Não apóia a doutrina da vigência do banimento o argumento das restrições jurídicas ao direito de liberdade, que resultam do poder punitivo do Estado e da condição de capacidade para o gozo dos direitos civis; carece até de propriedade dar a estas contingências naturais de equilíbrio jurídico a denominação de restrições do direito de liberdade; elas são condições ordinárias deste direito, compreendidas, por definição, em seu conceito; e estão além disso, consagradas na própria Constituição; assim o artigo 34, nº 23, quando comete ao Congresso a atribuição de legislar sobre o direito civil e criminal da República, confere ao legislador ordinário o poder de estatuir sobre o Estado e capacidade das pessoas naturais e de prescrever penalidades - matérias que fazem universalmente objeto de lei civil e de lei penal: e o art. 72, nos parágrafos 13, 14, 15, 16, 19, 20, 21 e 22, consagra por diversas formas o princípio do poder repressivo da sociedade sobre os indivíduos que violam a ordem jurídica. Se, pois, estes limites à “atividade” do indivíduo fossem limites à liberdade - que não são, e sim condições do seu exercício - eles estariam expressamente ressalvados pela própria Constituição: seriam limites constitucionais; não poderiam servir de argumento a favor da exclusão, “a priori”, de todo o direito de segurança e de liberdade, que tem por base os direitos de estabelecimento e de locomoção, para um grupo de indivíduos.
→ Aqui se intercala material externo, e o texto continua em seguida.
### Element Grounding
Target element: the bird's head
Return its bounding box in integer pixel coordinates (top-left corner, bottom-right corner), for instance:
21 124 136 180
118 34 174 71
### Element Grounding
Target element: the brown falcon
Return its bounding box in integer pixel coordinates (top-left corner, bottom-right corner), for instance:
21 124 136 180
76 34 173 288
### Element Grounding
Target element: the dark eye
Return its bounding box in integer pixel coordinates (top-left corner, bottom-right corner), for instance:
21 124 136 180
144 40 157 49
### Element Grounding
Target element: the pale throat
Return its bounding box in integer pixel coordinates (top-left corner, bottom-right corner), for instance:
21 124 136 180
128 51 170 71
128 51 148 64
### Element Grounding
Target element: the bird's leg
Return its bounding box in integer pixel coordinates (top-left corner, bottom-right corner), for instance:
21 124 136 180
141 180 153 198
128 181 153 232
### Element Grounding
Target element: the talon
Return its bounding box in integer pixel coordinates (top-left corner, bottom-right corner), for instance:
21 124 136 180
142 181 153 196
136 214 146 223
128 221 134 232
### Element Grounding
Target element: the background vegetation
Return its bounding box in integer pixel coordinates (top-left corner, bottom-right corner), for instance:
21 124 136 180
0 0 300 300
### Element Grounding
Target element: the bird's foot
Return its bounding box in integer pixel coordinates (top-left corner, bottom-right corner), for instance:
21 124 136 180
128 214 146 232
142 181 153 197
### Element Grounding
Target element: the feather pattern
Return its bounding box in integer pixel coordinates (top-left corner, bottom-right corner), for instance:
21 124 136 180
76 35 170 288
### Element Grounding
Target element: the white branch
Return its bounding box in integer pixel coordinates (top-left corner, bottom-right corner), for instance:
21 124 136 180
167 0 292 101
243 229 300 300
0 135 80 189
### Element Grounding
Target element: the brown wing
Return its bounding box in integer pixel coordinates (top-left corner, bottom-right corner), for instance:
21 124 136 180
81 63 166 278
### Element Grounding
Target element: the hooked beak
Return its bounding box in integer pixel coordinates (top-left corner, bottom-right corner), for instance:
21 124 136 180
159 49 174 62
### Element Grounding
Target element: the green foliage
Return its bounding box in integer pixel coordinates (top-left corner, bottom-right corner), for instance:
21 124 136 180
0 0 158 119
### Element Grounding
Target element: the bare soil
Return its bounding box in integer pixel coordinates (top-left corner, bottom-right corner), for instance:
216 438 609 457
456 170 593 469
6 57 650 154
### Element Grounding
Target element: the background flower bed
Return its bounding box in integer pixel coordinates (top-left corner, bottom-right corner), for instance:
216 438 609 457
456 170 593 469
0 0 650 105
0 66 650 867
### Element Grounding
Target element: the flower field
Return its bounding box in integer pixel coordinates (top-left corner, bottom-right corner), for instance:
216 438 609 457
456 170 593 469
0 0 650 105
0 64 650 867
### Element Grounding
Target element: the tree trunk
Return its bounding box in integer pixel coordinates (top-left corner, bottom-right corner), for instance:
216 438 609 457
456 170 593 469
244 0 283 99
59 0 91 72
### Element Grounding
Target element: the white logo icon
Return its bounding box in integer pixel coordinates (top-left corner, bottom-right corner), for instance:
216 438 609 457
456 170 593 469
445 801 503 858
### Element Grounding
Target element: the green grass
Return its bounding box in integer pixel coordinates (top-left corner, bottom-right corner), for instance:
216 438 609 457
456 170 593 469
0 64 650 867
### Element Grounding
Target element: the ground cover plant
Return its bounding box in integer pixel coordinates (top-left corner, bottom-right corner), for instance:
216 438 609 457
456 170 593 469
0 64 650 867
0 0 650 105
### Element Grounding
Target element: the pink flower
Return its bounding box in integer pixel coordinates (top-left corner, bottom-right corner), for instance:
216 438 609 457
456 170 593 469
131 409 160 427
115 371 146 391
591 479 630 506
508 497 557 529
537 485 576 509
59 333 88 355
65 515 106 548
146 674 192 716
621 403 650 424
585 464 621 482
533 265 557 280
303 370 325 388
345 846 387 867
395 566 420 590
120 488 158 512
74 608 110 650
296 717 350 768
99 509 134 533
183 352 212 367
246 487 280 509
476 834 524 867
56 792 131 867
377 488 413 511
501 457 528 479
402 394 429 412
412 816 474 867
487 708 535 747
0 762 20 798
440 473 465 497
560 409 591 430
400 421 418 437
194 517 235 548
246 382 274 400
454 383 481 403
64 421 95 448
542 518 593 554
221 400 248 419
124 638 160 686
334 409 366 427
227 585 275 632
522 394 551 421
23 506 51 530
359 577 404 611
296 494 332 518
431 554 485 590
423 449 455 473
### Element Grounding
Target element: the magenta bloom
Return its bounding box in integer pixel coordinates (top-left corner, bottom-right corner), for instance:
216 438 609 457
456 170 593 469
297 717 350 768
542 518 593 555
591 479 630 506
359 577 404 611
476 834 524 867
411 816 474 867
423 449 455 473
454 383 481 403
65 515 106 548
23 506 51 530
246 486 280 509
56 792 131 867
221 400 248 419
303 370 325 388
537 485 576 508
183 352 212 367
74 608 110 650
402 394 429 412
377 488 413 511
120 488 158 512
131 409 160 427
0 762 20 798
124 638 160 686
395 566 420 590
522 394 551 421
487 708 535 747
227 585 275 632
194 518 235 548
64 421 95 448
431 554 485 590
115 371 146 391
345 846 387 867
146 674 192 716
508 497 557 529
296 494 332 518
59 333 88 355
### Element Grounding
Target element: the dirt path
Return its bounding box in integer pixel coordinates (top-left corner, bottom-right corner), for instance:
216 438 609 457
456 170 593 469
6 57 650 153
Para este caso, se havia necessidade de uma providência, excepcional, o juiz único da necessidade, árbitro exclusivo da exceção, era a Assembléia Constituinte; e esta nem a decretou em termos expressos - o que se fazia mister, nem manifestou implicitamente a idéia, o que, aliás não bastaria para a criação de um direito singular.
O direito de exceção, de alta polícia, não se infere, não se presume, quando muito, se o poderia considerar implicitamente instituído, pela implantação do regimen em que se fosse forçoso considerar, como condição jurídica, ou de fato, da sua existência o banimento da Família Imperial; que não é condição jurídica, di-lo o simples bom senso, e que não é condição de fato, demonstra-o a permanência de membros de famílias destronadas em muitos países, a opinião geralmente sustentada de que o Congresso tem competência para revogar a medida e o acerto de que poderia, sem risco para as instituições, decretar desde já a sua revogação.
A providência do art. 7, das disposições transitórias, é uma medida nova, adotada pela Constituinte sem nenhuma relação com o decreto nº 78-A, de 1889, ao qual não se refere; não revoga nenhum dos artigos deste: a pensão instituída em favor de D. Pedro de Alcântara poderia quando muito, ser tida por substitutiva do pecúlio que lhe foi oferecido nos termos daquele decreto.
Não vejo em que este dispositivo contribua para dar força à doutrina da vigência do banimento.
Convencido, por estes motivos, da insubsistência do decreto de 1889, concedi a ordem de habeas corpus, para que se pedissem esclarecimentos ao Governo sobre seus intuitos em relação ao paciente, e outras quaisquer informações que habilitassem o tribunal a julgar dos direitos do paciente em face da Constituição e das leis vigentes.